Influence of Laser Structuring and Calendering of Graphite Anodes on Electrode Properties and Cell Performance

Abstract

In this study, the influence of calendering and laser structuring on the pore structure and electrochemical performance of electrodes is reported. Graphite anodes of varying bulk porosity were micro structured with pulsed laser radiation. Using scanning electron microscopy and energy-dispersive X-ray spectroscopy, laser structuring was found to release superficial pore clogging caused by calendering and to result in binder agglomerates on the electrode surfaces. Structured electrodes showed higher porosities than their unstructured counterparts due to a thickness increase and material removal, but no significant change in the pore size distribution was detected using mercury intrusion porosimetry.
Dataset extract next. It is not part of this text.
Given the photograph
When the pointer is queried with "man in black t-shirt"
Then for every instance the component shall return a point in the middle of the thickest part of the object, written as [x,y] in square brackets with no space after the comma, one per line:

Electrochemical impedance spectra of symmetric battery cells revealed increasing ionic resistances and tortuosities for decreasing electrode porosities. Laser structuring significantly reduced the underlying lithium-ion diffusion limitations at all porosity levels. In a discharge rate test, performance deteriorations at high currents were found to be amplified by calendering and could be diminished by electrode structuring. The performance improvements by laser structuring moved towards lower C-rates for stronger compressed anodes. Despite their growth in thickness and porosity, laser structured graphite anodes showed a higher volumetric energy density at high currents than unstructured electrodes, which demonstrates the potential of electrode structuring for highly compressed anodes.